Hey everyone just looking for some tips on stacking some rocks that I want to put in my tank. I have a 75 gallon tank and got some landscaping rocks about a little larger than the size of a fist that I want to stack up in there but am afraid of them falling and breaking the class. Any and all tips on how to keep them from falling over are greatly appreciated!


----------



## zimmy (Aug 13, 2010)

Are they river rocks?

I would get bigger rocks to form the base with smaller rocks on top of those. Having some more flat rocks for the base also helps.

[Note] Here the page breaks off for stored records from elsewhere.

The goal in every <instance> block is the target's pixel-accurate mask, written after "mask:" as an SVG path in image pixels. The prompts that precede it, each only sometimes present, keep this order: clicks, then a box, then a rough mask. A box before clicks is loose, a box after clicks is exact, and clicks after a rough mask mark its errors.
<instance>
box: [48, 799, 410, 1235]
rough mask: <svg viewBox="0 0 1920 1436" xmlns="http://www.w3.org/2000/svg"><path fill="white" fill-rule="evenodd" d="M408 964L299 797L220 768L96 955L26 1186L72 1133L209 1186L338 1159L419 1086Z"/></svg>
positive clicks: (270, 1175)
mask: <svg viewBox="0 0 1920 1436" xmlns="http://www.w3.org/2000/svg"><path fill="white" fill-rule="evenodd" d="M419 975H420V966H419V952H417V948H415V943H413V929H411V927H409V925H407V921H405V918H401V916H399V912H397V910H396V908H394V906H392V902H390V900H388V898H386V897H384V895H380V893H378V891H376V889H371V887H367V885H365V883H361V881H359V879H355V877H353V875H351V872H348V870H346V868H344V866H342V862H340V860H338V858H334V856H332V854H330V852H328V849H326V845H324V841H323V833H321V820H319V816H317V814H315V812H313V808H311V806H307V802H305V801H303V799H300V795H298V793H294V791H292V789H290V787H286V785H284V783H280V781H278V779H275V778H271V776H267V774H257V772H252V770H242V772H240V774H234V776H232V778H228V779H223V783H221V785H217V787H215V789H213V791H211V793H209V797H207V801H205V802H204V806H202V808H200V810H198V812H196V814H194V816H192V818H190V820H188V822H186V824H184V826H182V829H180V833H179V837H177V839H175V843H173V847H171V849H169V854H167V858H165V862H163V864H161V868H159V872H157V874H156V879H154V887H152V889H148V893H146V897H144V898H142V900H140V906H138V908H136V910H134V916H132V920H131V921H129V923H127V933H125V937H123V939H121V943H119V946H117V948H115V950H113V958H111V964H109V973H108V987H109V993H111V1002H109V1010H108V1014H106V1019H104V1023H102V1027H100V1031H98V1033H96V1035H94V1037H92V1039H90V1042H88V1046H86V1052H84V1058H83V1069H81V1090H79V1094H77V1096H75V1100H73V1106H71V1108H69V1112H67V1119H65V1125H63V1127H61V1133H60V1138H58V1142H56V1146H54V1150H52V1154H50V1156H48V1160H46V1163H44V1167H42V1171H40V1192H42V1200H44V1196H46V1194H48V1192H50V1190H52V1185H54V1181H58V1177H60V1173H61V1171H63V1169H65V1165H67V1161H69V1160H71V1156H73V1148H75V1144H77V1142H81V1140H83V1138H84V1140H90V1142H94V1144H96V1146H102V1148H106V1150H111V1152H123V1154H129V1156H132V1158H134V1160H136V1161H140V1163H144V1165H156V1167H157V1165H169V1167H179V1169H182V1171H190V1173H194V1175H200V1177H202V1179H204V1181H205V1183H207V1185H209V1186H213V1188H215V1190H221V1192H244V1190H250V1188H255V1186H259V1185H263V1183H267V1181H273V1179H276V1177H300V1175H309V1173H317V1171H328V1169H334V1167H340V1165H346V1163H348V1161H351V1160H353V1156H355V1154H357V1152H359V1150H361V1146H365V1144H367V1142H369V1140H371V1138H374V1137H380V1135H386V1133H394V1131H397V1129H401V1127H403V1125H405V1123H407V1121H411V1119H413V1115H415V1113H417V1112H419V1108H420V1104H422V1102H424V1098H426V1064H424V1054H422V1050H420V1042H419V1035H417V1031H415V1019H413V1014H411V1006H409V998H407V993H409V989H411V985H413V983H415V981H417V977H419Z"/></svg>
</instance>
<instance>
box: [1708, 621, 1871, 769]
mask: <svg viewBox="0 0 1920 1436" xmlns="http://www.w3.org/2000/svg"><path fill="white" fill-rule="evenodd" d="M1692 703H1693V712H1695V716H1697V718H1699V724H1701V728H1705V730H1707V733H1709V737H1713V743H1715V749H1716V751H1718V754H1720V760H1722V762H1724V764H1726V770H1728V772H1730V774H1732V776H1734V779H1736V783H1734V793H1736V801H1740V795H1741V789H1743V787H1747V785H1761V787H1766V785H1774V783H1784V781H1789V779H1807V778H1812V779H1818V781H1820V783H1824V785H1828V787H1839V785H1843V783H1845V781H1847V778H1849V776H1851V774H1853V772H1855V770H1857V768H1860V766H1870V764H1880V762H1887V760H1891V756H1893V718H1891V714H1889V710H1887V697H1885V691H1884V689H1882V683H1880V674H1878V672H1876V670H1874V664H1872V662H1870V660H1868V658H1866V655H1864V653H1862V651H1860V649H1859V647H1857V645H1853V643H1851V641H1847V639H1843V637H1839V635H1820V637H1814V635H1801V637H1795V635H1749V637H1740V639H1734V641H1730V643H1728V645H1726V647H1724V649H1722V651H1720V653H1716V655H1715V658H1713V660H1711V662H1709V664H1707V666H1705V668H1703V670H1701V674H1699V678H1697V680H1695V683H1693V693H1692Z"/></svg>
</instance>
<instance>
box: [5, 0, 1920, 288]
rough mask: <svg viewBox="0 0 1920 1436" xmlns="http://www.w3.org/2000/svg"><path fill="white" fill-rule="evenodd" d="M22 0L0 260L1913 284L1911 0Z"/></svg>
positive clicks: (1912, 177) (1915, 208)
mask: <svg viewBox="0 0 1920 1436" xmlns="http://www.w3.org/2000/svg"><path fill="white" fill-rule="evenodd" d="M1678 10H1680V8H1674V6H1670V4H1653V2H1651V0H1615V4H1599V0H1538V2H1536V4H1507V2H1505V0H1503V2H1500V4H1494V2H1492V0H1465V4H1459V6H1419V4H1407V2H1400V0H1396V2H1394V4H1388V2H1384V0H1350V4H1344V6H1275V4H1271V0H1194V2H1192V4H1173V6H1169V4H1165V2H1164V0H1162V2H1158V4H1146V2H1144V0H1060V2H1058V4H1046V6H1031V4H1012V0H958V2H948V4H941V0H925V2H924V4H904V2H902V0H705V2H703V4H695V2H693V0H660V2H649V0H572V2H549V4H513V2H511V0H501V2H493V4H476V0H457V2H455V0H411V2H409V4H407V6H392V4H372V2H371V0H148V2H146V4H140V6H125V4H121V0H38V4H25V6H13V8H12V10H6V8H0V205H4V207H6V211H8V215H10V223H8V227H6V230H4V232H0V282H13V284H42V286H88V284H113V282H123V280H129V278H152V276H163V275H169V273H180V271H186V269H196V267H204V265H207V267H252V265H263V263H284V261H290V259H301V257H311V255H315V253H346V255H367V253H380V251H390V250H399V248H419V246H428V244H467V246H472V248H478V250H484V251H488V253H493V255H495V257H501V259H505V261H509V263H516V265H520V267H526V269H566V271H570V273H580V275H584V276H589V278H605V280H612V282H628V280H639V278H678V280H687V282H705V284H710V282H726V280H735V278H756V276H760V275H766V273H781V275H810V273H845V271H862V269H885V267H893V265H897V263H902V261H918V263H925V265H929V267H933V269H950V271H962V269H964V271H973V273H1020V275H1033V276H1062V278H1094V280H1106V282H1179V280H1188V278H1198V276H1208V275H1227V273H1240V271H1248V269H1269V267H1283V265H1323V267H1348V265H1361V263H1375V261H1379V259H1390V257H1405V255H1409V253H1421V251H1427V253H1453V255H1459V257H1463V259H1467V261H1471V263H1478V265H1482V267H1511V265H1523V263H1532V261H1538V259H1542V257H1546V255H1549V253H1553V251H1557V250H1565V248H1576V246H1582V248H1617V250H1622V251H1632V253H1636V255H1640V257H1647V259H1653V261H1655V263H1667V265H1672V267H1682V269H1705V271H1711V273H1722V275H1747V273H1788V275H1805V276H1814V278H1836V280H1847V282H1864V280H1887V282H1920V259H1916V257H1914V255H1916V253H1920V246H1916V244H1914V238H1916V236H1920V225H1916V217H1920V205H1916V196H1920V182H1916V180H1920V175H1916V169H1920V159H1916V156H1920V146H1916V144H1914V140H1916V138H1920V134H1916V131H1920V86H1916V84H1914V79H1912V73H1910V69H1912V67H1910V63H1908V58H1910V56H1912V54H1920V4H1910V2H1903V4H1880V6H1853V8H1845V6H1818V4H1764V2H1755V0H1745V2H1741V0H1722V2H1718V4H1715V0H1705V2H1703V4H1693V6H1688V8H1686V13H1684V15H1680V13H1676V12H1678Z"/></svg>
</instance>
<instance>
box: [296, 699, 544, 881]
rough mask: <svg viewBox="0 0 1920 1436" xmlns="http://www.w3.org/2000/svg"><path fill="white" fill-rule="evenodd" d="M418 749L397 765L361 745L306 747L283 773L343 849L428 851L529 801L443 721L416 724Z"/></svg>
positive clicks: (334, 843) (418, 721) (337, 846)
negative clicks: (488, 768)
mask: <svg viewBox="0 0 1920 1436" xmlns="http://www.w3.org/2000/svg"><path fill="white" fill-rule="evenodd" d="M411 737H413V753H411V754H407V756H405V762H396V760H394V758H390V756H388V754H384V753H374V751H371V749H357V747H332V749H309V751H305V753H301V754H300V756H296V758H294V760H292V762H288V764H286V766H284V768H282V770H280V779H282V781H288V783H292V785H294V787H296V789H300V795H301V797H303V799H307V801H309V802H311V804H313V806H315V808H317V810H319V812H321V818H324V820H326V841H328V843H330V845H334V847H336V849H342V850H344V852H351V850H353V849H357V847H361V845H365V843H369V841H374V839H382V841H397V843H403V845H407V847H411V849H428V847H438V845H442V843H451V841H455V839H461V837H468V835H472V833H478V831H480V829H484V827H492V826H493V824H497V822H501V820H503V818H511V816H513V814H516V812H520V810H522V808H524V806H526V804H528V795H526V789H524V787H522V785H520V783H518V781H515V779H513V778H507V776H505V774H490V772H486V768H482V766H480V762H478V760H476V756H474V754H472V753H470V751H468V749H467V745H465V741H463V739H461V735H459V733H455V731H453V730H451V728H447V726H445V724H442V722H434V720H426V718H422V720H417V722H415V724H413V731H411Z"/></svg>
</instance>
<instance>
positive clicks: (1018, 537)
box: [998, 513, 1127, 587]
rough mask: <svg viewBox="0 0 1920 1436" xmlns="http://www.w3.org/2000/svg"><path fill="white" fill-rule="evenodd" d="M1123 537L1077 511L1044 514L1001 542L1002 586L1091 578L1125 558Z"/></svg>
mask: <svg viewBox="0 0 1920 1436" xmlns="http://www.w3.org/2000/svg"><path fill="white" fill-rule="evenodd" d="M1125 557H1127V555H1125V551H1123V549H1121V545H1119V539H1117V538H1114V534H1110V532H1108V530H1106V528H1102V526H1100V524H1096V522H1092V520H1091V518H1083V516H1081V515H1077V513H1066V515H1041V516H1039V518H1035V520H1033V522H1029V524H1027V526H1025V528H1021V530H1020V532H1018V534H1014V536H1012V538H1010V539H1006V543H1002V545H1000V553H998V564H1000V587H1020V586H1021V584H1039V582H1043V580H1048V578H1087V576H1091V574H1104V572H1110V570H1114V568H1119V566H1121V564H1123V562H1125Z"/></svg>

I'd be nervous about stacking rocks that are all the same size, especially ones that are more round, on top of each other unless I siliconed them in place.


----------



## DJRansome (Oct 29, 2005)

Agreed, you should go from head-sized to fist sized.

When the stack threatens to become unstable don't go higher.


----------



## Thalas_shaya (Mar 10, 2014)

This was a pain in the tuches, but it gave me a really SOLID rockscape. I rented a rotary hammer that had drill-only mode (my Home Depot rents them, and the bits for them). Then I drilled holes in my rock that would accommodate a 1/2" piece of PVC. If your rocks are only just fist-sized, this may not work for you, as they really need to be a little oblong to have room to accommodate the drill.
Having done this, I then took one very large, thick, flat plate of limestone, drilled down into it, but not through it, and used it as the base socket for the PVC. Then I just threaded the rocks onto the PVC pieces, like beads on a string. My rocks were rather plate-shaped, so I have them spanning alternately left and right with the holes drilled off-center. This gives me a series of small, irregular "apartments" in my rock work and a solid base.
You can get away with a regular drill (instead of a rotary hammer) if you go with a thinner structural bar than 1/2" PVC, like acrylic rod or something. I just had a ton of 1/2" PVC laying about and wanted to use it up. Plus I wanted to play with a rotary hammer for the fun of it.  
There are several good youtube videos expanding on the concept. Lemme know if you need help sorting out a good starting point.


----------



## DJRansome (Oct 29, 2005)

I tried attaching rocks but over the years, I stopped doing this for maintenance reasons. 
- Each rock is heavy enough without having to lift several at once,
- If you can't separate them it is harder to clean in between
- Loss of flexibility in using individual rocks in different layouts


----------



## Mcqueen57m (Jun 22, 2018)

Thanks everyone for the tips! They aren't river rocks, which leads me to my next question. They're landscaping rocks I got from the job I was working at a while ago. What is the best way to go about cleaning them up to make sure they are safe to add to the tank?


----------



## DJRansome (Oct 29, 2005)

I would not use if they were ever exposed to pesticide.

Scrub with a brush and water and add to the tank.


----------



## zimmy (Aug 13, 2010)

I don't like risking introducing snails to my tanks so I soak all rocks after rinsing in a bleach solution overnight. After rinsing I soak overnight in water that has a triple dose of dechlorinator. Next day if they don't smell of bleach they go in the tank. Been doing this as long as I've been in the hobby. Never had a problem and never had snails.


----------